The temptation to use such material, devised by such an illustrious poet, was irresistible to the managers of the Funambules, and the "review" was immediately turned into a pantomime (probably by the administrator of the theater, Cot d'Ordan). It was not a success: it had a seven-night run, a poor showing for one of Baptiste's productions. If he indeed appeared in the piece—the matter is under dispute—he did so very reluctantly. It was never revived at the Funambules.

But like Banville's deathless prose, it was Gautier's "review" that survived—and prospered. Gautier's ex-son-in-law, Catulle Mendès, refashioned it into a pantomime in 1896, and when Sacha Guitry wrote his play Deburau (1918) he included it as the only specimen of the mime's art. Carné did the same in Le Enfants du Paradis.

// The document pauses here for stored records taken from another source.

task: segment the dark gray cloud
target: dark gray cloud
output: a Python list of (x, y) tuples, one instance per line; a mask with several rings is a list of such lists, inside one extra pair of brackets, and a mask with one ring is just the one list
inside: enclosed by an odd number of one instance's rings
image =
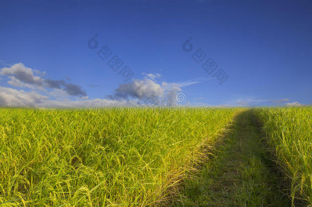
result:
[(44, 82), (49, 88), (59, 89), (61, 88), (61, 86), (65, 86), (66, 85), (65, 81), (61, 80), (55, 80), (47, 79), (44, 79)]
[(31, 68), (25, 67), (22, 63), (14, 64), (10, 67), (4, 67), (0, 71), (0, 75), (14, 77), (25, 83), (37, 86), (43, 85), (43, 79), (35, 76)]
[[(86, 96), (85, 91), (82, 90), (81, 87), (78, 85), (68, 84), (62, 80), (44, 79), (35, 76), (34, 74), (43, 76), (45, 73), (27, 67), (22, 63), (14, 64), (10, 67), (4, 67), (0, 70), (0, 75), (9, 76), (10, 80), (8, 83), (15, 86), (32, 88), (36, 86), (41, 89), (44, 87), (61, 89), (70, 95)], [(70, 79), (68, 76), (66, 78)]]
[(0, 95), (0, 106), (4, 106), (6, 104), (7, 101), (6, 99), (2, 95)]
[(69, 83), (66, 85), (63, 90), (72, 96), (86, 96), (85, 90), (82, 90), (81, 86), (78, 85)]

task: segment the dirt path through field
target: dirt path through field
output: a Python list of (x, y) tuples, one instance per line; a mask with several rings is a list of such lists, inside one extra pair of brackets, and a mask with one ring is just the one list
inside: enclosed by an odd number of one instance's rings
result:
[(238, 115), (215, 157), (185, 180), (177, 206), (291, 205), (255, 120), (251, 110)]

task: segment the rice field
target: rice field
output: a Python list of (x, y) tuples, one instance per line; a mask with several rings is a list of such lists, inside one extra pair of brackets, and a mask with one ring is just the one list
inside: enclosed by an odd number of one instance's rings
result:
[(291, 181), (291, 197), (312, 205), (312, 107), (255, 111), (280, 169)]
[(310, 107), (0, 116), (1, 206), (312, 205)]

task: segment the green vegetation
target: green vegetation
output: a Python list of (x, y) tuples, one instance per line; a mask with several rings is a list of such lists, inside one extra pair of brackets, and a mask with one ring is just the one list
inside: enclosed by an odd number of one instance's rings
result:
[(256, 110), (281, 171), (291, 182), (291, 195), (312, 205), (312, 107)]
[(312, 107), (0, 116), (1, 206), (312, 205)]
[(238, 114), (202, 169), (184, 181), (176, 205), (288, 206), (252, 110)]
[(0, 203), (165, 203), (241, 109), (0, 109)]

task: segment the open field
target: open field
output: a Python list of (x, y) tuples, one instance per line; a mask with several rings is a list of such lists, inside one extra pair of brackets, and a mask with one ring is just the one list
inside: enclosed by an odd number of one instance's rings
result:
[(312, 203), (311, 107), (2, 108), (0, 116), (3, 205)]
[(312, 107), (256, 110), (280, 169), (291, 180), (291, 196), (312, 205)]
[(0, 110), (0, 202), (155, 204), (241, 109)]

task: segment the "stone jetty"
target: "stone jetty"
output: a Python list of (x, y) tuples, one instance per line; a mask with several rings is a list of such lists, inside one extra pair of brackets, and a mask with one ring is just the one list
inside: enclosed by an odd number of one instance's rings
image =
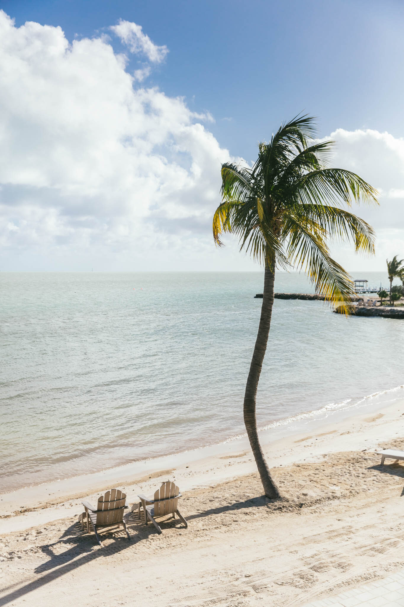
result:
[[(342, 314), (340, 309), (337, 308), (334, 310), (337, 314)], [(404, 319), (404, 307), (396, 308), (394, 306), (377, 306), (377, 307), (366, 306), (356, 306), (352, 314), (354, 316), (383, 316), (385, 318), (403, 318)]]
[[(262, 293), (257, 293), (254, 295), (254, 299), (262, 299)], [(275, 299), (306, 299), (309, 300), (320, 300), (324, 301), (325, 297), (323, 295), (316, 295), (316, 293), (274, 293)], [(353, 301), (357, 302), (359, 297), (353, 297)]]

===The moonstruck Pierrot===
Deburau's Romantic admirers often made the association with the clown and the moon. Banville's poem "Pierrot" (1842) concludes with these lines: "The white Moon with its horns like a bull / Peeps behind the scenes / At its friend Jean Gaspard Deburau." As the century progressed, the association grew stronger. Albert Giraud's Pierrot lunaire (1884) marked a watershed in the moon-maddening of Pierrot, as did the song-cycle that Arnold Schoenberg derived from it (1912).